April 20, 2011  |  Adriel B. Villarreal

A couple of months ago I posted some information regarding the dangers of “texting while driving.” Since then this topic seems to have been in the news on a daily basis. Anyone watching the Minneapolis nightly news during the last couple of days was again reminded that texting while driving can lead to devastating consequences.
In October 2010, a twenty year old mother with two kids in her car is alleged to have struck a motorcyclist in Eden Prairie, MN while texting/talking on her phone. Luckily the motorcyclist was not killed but sustained life changing injuries requiring multiple surgeries. This week she was charged with multiple counts including criminal vehicular operation with injury. This felony charge in and of itself warrants a prison sentence.
The tragic consequences are endless for all parties involved. While I make no claim to be an expert in this matter, I believe a good practice is to inform, inform and inform. Simply put, all drivers (young and old) need to know the real consequences that texting while driving creates.
The following is an article prepared by Abhijit Naik detailing some meaningful statistics, regarding the topic, published by the Virginia Tech Driving Institute and the NHTSA.
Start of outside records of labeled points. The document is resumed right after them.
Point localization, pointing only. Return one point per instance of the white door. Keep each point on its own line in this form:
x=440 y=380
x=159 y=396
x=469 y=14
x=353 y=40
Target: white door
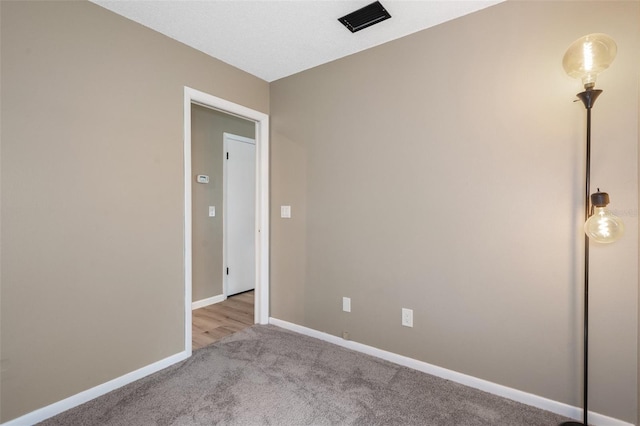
x=239 y=213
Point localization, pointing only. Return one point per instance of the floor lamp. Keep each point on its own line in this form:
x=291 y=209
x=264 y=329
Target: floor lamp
x=585 y=59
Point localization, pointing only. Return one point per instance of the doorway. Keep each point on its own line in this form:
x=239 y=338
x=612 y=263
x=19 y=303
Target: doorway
x=239 y=213
x=261 y=207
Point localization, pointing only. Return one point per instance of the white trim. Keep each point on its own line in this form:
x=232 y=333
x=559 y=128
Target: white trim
x=262 y=202
x=208 y=301
x=225 y=234
x=464 y=379
x=82 y=397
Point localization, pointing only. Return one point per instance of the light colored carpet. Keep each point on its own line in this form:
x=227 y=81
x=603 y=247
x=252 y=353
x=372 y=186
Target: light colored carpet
x=265 y=375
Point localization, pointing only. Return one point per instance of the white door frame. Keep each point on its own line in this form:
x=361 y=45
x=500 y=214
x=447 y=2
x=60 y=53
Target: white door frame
x=192 y=96
x=225 y=206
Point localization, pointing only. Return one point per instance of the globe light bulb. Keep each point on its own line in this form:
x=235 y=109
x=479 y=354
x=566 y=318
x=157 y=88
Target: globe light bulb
x=603 y=226
x=589 y=56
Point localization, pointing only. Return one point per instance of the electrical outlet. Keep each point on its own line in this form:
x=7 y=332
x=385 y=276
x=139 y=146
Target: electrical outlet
x=407 y=317
x=346 y=304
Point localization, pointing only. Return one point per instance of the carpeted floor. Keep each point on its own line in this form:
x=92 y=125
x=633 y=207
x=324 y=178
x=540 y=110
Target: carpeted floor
x=265 y=375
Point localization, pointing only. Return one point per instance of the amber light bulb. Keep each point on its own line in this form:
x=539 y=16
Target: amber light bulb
x=589 y=56
x=603 y=226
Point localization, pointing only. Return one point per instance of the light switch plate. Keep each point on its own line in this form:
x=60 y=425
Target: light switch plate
x=346 y=304
x=285 y=212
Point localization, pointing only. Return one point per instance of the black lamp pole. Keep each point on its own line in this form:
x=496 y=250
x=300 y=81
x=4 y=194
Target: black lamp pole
x=588 y=98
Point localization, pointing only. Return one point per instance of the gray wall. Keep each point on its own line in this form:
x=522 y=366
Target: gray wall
x=207 y=145
x=92 y=195
x=443 y=172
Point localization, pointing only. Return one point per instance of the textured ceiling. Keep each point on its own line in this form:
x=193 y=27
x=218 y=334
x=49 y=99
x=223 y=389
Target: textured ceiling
x=274 y=39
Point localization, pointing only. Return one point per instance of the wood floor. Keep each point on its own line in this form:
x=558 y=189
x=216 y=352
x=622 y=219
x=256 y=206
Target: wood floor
x=213 y=322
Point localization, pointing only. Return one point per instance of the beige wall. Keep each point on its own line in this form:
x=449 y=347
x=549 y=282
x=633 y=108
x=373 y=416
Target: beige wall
x=207 y=144
x=443 y=172
x=92 y=195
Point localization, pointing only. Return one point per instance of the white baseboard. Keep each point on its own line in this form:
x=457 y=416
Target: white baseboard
x=484 y=385
x=85 y=396
x=208 y=301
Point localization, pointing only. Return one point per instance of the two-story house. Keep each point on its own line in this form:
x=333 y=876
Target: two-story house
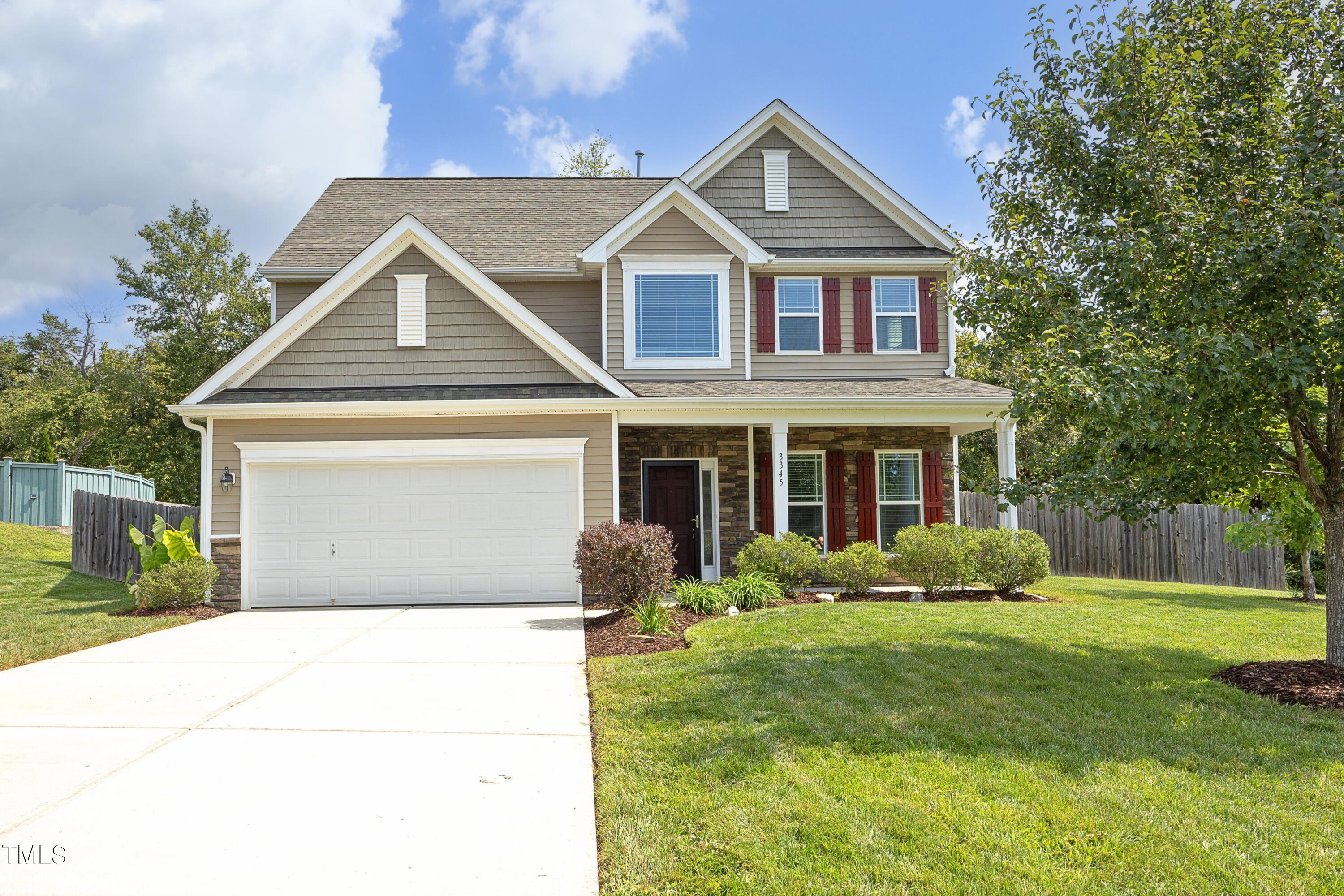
x=464 y=373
Dangers of Texting While Driving: Statistics
A study by Virginia Tech Driving Institute revealed that those who resort to texting while driving are 23 time more likely to meet with an accident. A comparative study of texting while driving vs drunk driving statistics published in a leading car magazine in the United States revealed that texting while driving is even more dangerous than drunk driving. Studies reveal that a person who is texting while driving at the speed of 35 mph will cover 25 ft before bringing the car to complete halt as compared to a distance of 4 ft which a drunk driver would cover at the same speed.
According to the texting while driving death statistics compiled by the National Highway Traffic Safety Administration (NHTSA) 5,870 people died in car crashes in 2008 alone. The same statistics revealed that 515,000 people were injured in various car crashes in the United States. Around 28 percent of all crashes in 2008 were caused by drivers in the age group of 18 and 29, who admitted to texting while driving. The popular belief, that the number of teenagers texting while driving is more as compared to adults, got a major blow when the texting while driving statistics 2010 compiled by Pew Research Center revealed that 47 percent of the adults resort to texting as compared to 34 percent of the teenagers. The same stats revealed that 75 percent of the adults resort to phone conversation while driving as compared to 52 percent of the teenagers.
The compilation of texting while driving statistics gives you an idea as to why texting is considered to be the most serious among the various distractions while driving. Several states have some ordinances which outlaw the practice of texting while driving within their jurisdiction. One of the best examples is the state of Georgia, wherein texting while on the driving wheel can earn you a fine of around $150 and/or result in a point on the driver’s license. Constituting and implementing such rules and regulations can help in bringing down the number of texting related accidents by a significant extent. At the same time, the onus is on the parents to make sure that their wards make wise use of the vehicle and gadget given to them.